Cass. civ., Sez. II, 28 maggio 2008, n. 14042


CASSAZIONE CIVILE - SEPARAZIONE DEI CONIUGI


In tema di separazione personale dei coniugi la pronuncia di addebito non può trovare causa nella sola inosservanza dei doveri imposti ai coniugi dall'art. 143 cod. civ.; una tale pronuncia implica, invece, la prova che la crisi coniugale sia esclusivamente riconducibile al comportamento volontario e consapevole, da parte di uno o di entrambi i coniugi, diretto al mancato rispetto di tali doveri. In caso di difetto circa il raggiungimento della prova che detto comportamento sia stato la causa efficiente del fallimento della convivenza, dev'essere pronunciata la separazione senza alcun addebito.

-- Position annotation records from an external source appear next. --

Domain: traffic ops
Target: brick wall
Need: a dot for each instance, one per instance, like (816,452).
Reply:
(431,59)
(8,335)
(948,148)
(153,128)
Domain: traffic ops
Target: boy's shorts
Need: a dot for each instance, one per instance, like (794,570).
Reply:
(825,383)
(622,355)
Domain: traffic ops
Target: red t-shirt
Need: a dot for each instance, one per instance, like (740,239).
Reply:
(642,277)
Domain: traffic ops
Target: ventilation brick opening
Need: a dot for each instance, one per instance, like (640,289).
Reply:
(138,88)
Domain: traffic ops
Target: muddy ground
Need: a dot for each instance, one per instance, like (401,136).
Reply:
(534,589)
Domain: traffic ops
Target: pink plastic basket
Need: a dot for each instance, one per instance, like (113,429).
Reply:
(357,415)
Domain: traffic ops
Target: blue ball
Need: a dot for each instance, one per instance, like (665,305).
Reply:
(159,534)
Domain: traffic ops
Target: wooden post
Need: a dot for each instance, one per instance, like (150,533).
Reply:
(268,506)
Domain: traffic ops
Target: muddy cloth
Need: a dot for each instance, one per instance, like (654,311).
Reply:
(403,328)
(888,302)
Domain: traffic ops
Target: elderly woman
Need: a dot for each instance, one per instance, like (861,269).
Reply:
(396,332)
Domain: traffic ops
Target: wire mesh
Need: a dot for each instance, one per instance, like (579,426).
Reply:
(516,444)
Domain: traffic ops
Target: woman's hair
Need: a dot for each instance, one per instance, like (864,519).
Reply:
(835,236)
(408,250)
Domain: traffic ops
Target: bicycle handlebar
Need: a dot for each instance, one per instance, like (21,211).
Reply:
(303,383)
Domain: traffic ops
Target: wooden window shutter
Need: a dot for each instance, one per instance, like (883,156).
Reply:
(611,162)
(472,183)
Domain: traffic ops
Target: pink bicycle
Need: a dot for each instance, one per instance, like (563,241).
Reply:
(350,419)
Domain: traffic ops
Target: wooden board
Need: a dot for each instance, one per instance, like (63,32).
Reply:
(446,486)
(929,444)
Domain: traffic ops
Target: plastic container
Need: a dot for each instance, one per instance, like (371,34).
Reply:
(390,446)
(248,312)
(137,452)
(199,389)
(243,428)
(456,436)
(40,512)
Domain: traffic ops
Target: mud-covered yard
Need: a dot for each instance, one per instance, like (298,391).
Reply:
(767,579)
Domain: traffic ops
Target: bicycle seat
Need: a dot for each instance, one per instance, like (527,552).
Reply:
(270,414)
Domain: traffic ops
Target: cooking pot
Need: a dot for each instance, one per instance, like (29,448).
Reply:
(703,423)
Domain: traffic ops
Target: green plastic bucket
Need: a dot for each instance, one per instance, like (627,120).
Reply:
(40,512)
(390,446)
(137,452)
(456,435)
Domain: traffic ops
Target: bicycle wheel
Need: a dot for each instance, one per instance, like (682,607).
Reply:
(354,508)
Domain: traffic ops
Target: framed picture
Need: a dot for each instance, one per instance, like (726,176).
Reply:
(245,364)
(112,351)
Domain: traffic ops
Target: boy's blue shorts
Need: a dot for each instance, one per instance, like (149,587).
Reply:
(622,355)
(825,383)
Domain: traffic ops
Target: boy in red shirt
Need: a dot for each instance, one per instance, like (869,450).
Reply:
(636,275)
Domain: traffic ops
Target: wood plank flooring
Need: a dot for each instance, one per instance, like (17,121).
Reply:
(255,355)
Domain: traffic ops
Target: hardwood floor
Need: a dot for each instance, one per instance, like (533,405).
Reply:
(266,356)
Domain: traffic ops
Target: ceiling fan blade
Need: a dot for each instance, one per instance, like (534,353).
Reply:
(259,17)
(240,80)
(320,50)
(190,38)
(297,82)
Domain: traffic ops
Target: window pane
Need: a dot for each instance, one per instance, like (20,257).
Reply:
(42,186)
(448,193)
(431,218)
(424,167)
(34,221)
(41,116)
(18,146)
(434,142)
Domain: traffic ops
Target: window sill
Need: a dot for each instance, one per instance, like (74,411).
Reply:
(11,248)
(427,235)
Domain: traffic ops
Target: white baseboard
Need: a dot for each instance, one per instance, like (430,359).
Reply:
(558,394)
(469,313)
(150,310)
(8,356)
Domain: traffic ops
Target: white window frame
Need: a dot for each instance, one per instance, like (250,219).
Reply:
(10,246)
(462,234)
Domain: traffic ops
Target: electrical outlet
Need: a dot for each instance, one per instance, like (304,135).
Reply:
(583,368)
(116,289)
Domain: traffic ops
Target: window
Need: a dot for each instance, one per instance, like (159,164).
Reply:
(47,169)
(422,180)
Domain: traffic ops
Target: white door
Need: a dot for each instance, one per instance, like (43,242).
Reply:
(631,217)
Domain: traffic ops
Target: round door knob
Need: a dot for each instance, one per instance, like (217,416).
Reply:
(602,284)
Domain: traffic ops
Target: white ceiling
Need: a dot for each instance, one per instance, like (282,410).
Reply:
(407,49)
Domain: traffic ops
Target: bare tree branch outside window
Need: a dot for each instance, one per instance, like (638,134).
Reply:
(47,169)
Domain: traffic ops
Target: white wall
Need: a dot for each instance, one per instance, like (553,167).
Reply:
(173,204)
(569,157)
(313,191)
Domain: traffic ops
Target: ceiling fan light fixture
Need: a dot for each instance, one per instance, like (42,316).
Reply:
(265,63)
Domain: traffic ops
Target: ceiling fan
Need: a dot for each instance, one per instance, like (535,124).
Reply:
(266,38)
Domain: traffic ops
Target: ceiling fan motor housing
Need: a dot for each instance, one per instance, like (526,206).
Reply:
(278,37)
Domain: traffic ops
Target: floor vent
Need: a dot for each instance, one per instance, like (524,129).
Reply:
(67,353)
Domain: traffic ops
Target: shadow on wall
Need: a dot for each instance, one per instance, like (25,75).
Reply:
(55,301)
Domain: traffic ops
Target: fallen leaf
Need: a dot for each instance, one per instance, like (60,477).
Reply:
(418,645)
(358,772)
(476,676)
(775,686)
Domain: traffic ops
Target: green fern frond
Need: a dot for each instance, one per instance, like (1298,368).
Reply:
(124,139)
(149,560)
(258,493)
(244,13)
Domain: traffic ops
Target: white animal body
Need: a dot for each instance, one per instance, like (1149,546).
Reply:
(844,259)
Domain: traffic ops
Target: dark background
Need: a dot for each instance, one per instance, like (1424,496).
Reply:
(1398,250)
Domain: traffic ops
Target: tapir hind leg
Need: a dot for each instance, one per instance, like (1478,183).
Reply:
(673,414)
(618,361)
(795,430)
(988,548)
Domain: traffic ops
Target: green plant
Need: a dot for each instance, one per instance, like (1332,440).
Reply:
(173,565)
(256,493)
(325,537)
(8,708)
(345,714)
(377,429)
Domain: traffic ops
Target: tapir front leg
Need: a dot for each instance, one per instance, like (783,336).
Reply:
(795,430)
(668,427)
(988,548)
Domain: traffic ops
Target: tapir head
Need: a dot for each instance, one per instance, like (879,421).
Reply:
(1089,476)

Il comportamento che sia contrario ai doveri coniugali, tenuto, però, dal coniuge solo successivamente alla cessazione di fatto della convivenza, sia pure in tempi immediatamente prossimi a detta cessazione, può rilevare, ai fini della dichiarazione di addebito, esclusivamente qualora costituisca la conferma del passato e sia in grado di confermare una condotta pregressa.
L'eventuale apprezzamento che la violazione, da parte di uno dei coniugi, dei doveri imposti dall'art. 143 cod. civ. abbia avuto efficacia causale rispetto alla crisi matrimoniale costituisce indagine istituzionalmente riservata al giudice di merito, valutazione che, se sorretta da una motivazione congrua e logica, non può essere censurata in sede di legittimità.